Mitzi shook her head, her long straight hair flickering. “No. I made up Carmel. Because of her father and all. I’m not shitting you, if you’ll pardon the expression.”

“What about Saturday night?”

“Where’s my mother humping, if you’ll forgive the expression, spatula?” Mitzi shook a silverware drawer, jabbing chubby fingers into it. “You ought to go talk to Dean.”

“Dean who?”

“Dean Constance. Maybe his fame hasn’t reached your part of Los Angeles yet. He’s one of our leading dirty movie makers. He’s richer than shit, if you’ll pardon the expression.” She located a bent-handled spatula and turned the sizzling blintzes. “Dean lives in an enormous mother of a place over in Ross. You know where Ross is? You go across the Golden Gate Bridge and instead of turning off to Sausalito you keep on straight for a while. A very rich town.”

“Is that where you and Jill were Saturday night?”

“Dean has a continuous party going,” said the chubby girl. “Jill and I looked in Saturday.”

“Who’d she leave with?”

“It’s who I left with that pertains,” said Mitzi. “Can you believe at a party with over a hundred freaky people in attendance I end up with a nice young clean-cut Jewish lawyer. I did and left with him. I never saw Jill after that.” She sniffed, noticed smoke spinning up from the skillet and jerked it up off the burner. “Julia Child I’m not.”

Easy unfolded his arms, flexed his wrists and his knuckles made a crackling sound. “You’re still not telling me everything.”

“Yes, I am,” insisted the chubby girl. “I really am.”

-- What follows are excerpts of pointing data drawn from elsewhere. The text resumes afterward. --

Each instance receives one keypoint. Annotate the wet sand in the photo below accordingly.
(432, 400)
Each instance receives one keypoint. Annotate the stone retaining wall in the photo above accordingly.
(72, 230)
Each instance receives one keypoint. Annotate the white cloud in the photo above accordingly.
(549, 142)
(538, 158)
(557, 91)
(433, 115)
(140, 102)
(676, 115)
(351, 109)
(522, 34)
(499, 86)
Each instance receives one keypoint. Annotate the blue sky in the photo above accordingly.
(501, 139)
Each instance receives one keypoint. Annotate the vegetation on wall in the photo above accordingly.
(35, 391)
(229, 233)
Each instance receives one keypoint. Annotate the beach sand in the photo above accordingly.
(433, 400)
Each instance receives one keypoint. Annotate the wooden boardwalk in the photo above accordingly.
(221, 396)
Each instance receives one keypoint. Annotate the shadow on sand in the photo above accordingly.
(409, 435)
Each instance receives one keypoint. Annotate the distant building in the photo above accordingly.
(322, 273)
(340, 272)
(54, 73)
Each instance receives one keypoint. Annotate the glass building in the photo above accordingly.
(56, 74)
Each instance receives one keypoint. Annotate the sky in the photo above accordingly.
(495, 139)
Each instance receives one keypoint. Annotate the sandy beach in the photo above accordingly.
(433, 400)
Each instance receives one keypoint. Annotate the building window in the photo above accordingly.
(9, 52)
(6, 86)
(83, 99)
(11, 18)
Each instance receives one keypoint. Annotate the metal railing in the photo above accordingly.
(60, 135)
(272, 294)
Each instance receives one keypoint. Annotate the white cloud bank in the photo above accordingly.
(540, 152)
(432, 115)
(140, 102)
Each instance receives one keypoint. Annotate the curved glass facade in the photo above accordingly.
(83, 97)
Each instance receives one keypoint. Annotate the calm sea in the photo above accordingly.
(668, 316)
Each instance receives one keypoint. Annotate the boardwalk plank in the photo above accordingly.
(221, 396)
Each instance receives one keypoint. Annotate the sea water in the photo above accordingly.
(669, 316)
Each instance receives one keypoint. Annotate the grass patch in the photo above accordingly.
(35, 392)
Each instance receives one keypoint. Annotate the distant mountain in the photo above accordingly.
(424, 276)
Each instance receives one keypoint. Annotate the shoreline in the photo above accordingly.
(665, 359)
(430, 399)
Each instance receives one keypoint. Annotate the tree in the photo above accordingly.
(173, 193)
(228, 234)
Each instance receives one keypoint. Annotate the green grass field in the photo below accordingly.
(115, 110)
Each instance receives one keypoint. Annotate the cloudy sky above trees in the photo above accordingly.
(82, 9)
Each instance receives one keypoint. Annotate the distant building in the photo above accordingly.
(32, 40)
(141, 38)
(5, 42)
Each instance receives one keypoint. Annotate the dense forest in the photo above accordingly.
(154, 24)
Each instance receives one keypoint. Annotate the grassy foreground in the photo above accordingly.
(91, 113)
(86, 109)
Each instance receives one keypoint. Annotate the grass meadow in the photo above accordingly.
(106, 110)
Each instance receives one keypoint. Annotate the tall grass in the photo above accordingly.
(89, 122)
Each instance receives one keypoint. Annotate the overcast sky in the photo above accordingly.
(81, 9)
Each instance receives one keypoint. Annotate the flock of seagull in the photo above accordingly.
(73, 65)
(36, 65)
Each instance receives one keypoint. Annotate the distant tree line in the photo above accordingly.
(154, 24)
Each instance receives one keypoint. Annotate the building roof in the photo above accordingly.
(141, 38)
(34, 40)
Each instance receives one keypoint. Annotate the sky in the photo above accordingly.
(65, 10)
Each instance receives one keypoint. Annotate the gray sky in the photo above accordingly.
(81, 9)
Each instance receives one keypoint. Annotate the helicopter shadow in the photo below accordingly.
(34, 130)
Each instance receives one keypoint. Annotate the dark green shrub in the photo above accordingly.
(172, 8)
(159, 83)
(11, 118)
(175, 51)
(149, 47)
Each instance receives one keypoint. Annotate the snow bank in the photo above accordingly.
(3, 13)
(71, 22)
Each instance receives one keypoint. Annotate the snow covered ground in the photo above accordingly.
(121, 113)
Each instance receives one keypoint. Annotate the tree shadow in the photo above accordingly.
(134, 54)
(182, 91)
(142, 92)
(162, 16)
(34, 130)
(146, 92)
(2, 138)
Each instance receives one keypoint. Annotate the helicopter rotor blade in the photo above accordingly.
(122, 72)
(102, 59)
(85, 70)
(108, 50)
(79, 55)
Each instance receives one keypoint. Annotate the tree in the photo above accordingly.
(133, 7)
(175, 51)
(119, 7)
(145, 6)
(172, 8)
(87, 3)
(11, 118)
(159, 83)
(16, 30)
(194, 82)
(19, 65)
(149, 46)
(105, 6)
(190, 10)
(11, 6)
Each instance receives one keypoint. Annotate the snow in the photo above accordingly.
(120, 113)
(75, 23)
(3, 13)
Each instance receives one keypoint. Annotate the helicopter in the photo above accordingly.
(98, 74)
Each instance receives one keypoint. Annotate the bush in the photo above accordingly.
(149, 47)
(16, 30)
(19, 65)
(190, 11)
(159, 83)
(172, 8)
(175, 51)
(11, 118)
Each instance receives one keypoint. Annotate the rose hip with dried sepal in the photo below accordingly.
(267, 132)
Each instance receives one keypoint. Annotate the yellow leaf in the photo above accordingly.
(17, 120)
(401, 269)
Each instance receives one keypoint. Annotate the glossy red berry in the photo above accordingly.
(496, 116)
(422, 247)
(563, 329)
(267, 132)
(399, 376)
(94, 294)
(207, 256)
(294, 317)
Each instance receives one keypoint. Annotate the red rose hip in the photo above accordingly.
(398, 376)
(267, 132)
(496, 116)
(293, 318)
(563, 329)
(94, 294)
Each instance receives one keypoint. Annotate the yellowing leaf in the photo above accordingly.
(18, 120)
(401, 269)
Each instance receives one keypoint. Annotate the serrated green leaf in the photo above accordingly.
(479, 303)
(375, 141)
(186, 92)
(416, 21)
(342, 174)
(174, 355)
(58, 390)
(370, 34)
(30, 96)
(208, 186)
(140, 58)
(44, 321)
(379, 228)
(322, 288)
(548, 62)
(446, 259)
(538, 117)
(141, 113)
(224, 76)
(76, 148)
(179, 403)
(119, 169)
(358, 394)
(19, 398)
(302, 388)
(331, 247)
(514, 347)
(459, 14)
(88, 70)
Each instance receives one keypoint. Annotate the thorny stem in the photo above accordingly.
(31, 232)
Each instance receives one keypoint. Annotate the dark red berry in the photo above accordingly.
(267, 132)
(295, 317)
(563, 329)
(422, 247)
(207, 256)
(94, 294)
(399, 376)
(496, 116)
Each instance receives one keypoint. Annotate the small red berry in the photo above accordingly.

“You’re worried about something.”

“No, I’m not.”

Easy asked, “Are you afraid somebody’s done something to Jill?”

“No,” said Mitzi. “Good sweet Jesus, if you’ll pardon the expression, this is the waning of the twentieth century. Girls do odder things than dropping out of sight for a few days.” She dropped the skillet on top of the flower prints on the table.

“What about suicide?”

Mitzi turned away, walked to a wall cabinet. Finally, her back to him, she said, “For who? Me.”

“You know Jill,” said Easy. “I only know her secondhand. People tell me she’s been depressed lately, upset. Do you think suicide’s a possibility?”

Mitzi faced him, holding two chipped plates. “I don’t think suicide is hereditary, though maybe Jill’s father would like her to think so. She’s not likely to do what …” She stopped, closed her eyes for a second.

“You had an unpleasant thought just then,” suggested Easy.

Mitzi side-handed a pile of prints off the table and set a plate down on his side of it. “A mind reader you aren’t. I was only thinking if I don’t stop shooting the shit, you should pardon the expression, and start eating lunch I’m going to be late opening the box office. I don’t want a bunch of impatient deadbeats smashing down my doors.”

“I thought you only got cinema buffs.”

“In San Francisco it’s hard to tell one from the other.” She slapped two charred yellow blintzes down on his plate.